During the subsequent 25 years, I've learned that nearly everything New South Wales police told me about Scott's death was untrue: The constable had taken me to the wrong spot; no suicides had ever occurred where Scott actually died; and there were plenty of suspicious circumstances. Once I learned how thoroughly I had been misled, I set out to find the truth.

My decades-long search for justice has revealed many horrifying truths. Around the time Scott died, violence targeting gay men was an epidemic in Sydney. During the decade 1985 to 1995, hundreds of gay men were assaulted and dozens died, with little police action or media attention. This "silent scourge," as one Sydney newspaper columnist recently called it, is now receiving attention in Australia. Yet it has been almost completely unreported in the United States.

Until now.

This month the U.S. public can learn about Scott's death and our quest for justice when Australian Story's powerful documentary On the Precipice airs on World Channel. When this program aired last year in Australia, it spurred NSW police into offering a $100,000 reward and announcing that Scott's death would finally be investigated.

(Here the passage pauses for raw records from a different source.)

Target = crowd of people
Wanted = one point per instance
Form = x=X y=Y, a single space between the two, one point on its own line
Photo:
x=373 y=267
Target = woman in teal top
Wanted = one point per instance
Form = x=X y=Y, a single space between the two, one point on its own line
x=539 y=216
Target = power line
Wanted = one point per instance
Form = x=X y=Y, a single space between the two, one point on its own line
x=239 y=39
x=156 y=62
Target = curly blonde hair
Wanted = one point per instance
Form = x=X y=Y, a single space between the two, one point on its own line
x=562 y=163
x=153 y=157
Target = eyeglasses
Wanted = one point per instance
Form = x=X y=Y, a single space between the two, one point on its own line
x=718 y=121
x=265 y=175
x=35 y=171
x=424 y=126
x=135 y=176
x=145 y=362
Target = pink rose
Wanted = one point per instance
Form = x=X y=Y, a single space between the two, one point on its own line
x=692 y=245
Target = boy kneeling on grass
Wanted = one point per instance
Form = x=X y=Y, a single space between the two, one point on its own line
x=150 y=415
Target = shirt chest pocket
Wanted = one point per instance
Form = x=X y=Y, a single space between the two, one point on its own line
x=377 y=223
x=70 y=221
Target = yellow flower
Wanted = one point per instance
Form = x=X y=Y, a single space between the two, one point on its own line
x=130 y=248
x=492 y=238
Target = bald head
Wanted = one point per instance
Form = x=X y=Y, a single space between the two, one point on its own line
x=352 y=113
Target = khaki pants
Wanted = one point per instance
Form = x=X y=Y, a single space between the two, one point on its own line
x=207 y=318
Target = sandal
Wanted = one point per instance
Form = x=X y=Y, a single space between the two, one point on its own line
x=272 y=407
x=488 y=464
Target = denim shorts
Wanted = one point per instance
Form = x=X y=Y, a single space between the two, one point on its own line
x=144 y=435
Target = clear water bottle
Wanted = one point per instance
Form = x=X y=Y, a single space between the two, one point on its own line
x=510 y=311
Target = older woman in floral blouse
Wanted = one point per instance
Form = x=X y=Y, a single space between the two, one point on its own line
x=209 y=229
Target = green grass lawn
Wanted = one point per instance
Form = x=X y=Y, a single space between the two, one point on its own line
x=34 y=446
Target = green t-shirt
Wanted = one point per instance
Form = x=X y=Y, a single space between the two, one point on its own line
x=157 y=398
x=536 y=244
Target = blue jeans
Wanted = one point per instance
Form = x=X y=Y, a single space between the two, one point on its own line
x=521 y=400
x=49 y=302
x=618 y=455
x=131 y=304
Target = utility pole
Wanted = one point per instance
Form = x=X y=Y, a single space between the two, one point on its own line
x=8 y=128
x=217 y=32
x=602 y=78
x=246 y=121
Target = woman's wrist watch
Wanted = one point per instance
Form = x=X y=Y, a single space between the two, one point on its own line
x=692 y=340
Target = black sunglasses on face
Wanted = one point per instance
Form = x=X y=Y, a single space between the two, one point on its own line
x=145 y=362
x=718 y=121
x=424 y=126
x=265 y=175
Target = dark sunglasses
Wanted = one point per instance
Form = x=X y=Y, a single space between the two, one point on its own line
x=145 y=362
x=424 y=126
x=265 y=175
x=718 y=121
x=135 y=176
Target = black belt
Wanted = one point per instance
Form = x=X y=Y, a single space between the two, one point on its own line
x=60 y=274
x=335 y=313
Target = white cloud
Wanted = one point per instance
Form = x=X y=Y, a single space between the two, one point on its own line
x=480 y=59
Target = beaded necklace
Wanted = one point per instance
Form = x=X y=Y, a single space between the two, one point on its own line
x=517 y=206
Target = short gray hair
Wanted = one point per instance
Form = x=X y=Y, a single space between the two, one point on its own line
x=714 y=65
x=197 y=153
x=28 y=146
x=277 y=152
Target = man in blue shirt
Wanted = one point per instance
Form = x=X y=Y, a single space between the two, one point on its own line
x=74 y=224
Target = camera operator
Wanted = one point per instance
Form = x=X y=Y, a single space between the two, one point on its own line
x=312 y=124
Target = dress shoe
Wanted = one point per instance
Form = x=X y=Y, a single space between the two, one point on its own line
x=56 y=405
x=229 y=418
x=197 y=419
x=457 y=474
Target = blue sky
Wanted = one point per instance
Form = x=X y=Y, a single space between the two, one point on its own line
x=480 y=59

I have never believed Scott killed himself. Scott was one of his generation's brightest academic stars, with a promising future. He was out to our family and living happily in Australia with his Australian partner. The day before he went missing, he had received news that he had finished the final proof for his mathematics Ph.D -- a day for celebration, not suicide.

It wasn't until 17 years after he died that we received a shocking clue about what may have happened to Scott. In 2005 a coroner's inquest into suspicious deaths of gay men in another area of Sydney revealed that in the late 1980s and early 1990s, youth gangs, in almost businesslike fashion, had routinely assaulted and robbed gay men. Victims were bashed, raped, and sometimes killed. Chillingly, several had been run off of cliffs to their deaths by baying bands of thugs who cornered their prey at secluded meeting areas called "beats."

We have been surprised that it has been so difficult to convince authorities of the obvious parallels to Scott's death. It took another six years of family-financed investigation and campaigning to instigate any action in Scott's case. NSW police refused to investigate even after a coroner overturned Scott's suicide verdict in 2012. Not until the 2013 expose on Australian Story did police reluctantly accede. Their investigation is still under way.

We are grateful that police have at last responded. However, much more is at stake than finding Scott's killer. Just as the brutal murder of Mathew Shepard in Wyoming illuminated homophobic violence in the U.S., Scott Johnson's death has begun to raise awareness Down Under. After the Australian Story broadcast, The Sydney Morning Herald published an extraordinary 10-part series about "Sydney's gay hate shame," reporting that as many as 80 men met violent deaths during this vicious chapter in Sydney's history.

The NSW justice system failed hundreds of families and victims of violence. It is time for an independent inquiry into what went wrong. An authentic acknowledgement of past mistakes is the only way to avoid repeating those mistakes. But we also believe that a broad investigation is the only way to connect the dots among these unsolved crimes that were linked in fundamental ways. Assaults were carried out by groups and were done repeatedly. In some cases police turned a blind eye -- or worse. An investigation that views these crimes as part of the same "wave" and honestly considers all possibilities -- including police complicity -- has a chance for bringing justice even today. It will certainly bring much-needed solace to many families like mine and assurance to the gay community that they are indeed equal citizens with equal protection under the law.

I hope that Americans will tune in this month and watch On the Precipice and see the story of the gentle, brilliant American man who died tragically, and how this family's love and search for truth has led to a call for institutional change and a plea for justice for dozens of families who had long ago lost hope.

We have come so far, but still have so far to go.

STEVE JOHNSON is the CEO of Boston-based ChoiceStream.